This second installment of The Faerie Wars Chronicles picks up only weeks after the story told in Faerie Wars. Pyrgus Malvae, young heir to the throne of the Faerie Realm, is preparing for his coronation…but he doesn’’t feel ready to be Purple Emperor. He’s not the only one who objects. Lord Hairstreak, leader of the Faeries of the Night, has his own plans. And poor Henry Atherton of the Analogue Realm (that’s our world) arrives too late to be of much help, but right on time to get into some trouble of his own.

The often charming, occasionally nasty characters from Faerie Wars have returned for another adventure full of plots and counterplots, woven together in patterns that may leave your head spinning. Plus there are some new players, including the elusive and freakishly powerful Forest Faeries (a.k.a. Feral Fairies), a race of wormlike symbiotes called Wangaramas, a mad queen, and a friendly endolg (what I like to think of as a walking, talking area rug).
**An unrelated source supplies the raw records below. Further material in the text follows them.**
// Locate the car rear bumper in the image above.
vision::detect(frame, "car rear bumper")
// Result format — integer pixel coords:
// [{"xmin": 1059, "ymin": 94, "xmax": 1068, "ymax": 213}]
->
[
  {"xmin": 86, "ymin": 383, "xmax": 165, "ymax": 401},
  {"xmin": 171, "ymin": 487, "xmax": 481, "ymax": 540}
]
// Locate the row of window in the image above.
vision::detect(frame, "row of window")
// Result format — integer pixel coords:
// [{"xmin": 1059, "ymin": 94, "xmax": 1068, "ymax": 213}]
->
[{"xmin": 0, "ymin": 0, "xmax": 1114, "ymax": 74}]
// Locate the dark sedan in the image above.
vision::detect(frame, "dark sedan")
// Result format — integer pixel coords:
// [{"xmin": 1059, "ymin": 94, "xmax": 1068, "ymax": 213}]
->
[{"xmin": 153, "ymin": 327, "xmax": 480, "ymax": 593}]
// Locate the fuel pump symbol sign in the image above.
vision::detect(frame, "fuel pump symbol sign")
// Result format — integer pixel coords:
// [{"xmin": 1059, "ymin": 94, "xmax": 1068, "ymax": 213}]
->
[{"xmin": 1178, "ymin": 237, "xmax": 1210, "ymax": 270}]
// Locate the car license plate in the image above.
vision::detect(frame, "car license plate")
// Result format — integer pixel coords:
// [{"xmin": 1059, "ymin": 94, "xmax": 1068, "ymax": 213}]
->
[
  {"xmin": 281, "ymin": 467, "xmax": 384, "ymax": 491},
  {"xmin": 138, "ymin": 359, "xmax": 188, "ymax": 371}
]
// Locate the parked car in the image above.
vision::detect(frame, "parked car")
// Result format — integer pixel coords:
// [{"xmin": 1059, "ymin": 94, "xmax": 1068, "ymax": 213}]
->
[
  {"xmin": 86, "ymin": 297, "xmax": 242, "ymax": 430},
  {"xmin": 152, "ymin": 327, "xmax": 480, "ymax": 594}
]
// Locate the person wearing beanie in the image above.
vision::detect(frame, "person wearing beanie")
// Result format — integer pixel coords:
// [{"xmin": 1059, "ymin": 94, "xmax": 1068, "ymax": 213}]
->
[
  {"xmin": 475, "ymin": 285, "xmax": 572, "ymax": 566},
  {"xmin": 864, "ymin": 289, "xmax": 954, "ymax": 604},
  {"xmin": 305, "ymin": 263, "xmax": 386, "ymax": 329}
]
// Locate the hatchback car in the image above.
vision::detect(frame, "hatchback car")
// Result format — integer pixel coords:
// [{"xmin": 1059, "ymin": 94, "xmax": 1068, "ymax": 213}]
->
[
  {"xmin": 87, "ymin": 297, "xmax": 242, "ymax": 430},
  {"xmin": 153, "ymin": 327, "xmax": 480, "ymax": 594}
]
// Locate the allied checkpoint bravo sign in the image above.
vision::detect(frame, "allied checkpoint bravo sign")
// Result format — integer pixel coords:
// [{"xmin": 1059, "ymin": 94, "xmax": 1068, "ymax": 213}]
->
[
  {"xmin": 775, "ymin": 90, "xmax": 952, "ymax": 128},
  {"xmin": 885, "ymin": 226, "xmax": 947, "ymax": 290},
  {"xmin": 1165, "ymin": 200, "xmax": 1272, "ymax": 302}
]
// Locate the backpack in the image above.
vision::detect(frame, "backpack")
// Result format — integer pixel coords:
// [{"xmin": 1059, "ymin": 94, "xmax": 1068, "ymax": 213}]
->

Pyrgus doesn’t care for the throne, but he’s willing to fight to keep Lord Hairstreak and his puppets off it. Facing desperate dangers with him are his sister Holly Blue, his Analog-Realm-born counselor Mr. Fogarty, and a really attractive Forest Fairy who has an embarrassing tendency to save his life. While they try to save the late Emperor (Pyrgus’ father) from a fate worse than death, and while Henry tries to escape from the palace dungeons, Lord Hairstreak is letting evil Fairies of the Night run rampant through the capital city. Meanwhile, his fellow villains Silas Brimstone and Jasper Chalkhill are each doing dastardly deeds of their own – including murder, summoning demons, and plotting assassinations and revolutions. But it will finally be Pyrgus himself who proves to be his worst enemy, leading to a final surprise.

I enjoyed this book, but not quite as much as the original Faerie Wars. Maybe this is what comes of not using valuable space reminding readers of what happened in the previous book (which I had mostly forgotten by the time I read this one). Or maybe it should be a caution against trying to juggle too many plot threads at the same time. I missed the sense of any one thread, or character, or relationship, getting the development it deserved. As I said, I thought Faerie Wars was better – and I hope to enjoy the third book in the series, Ruler of the Realm, even more.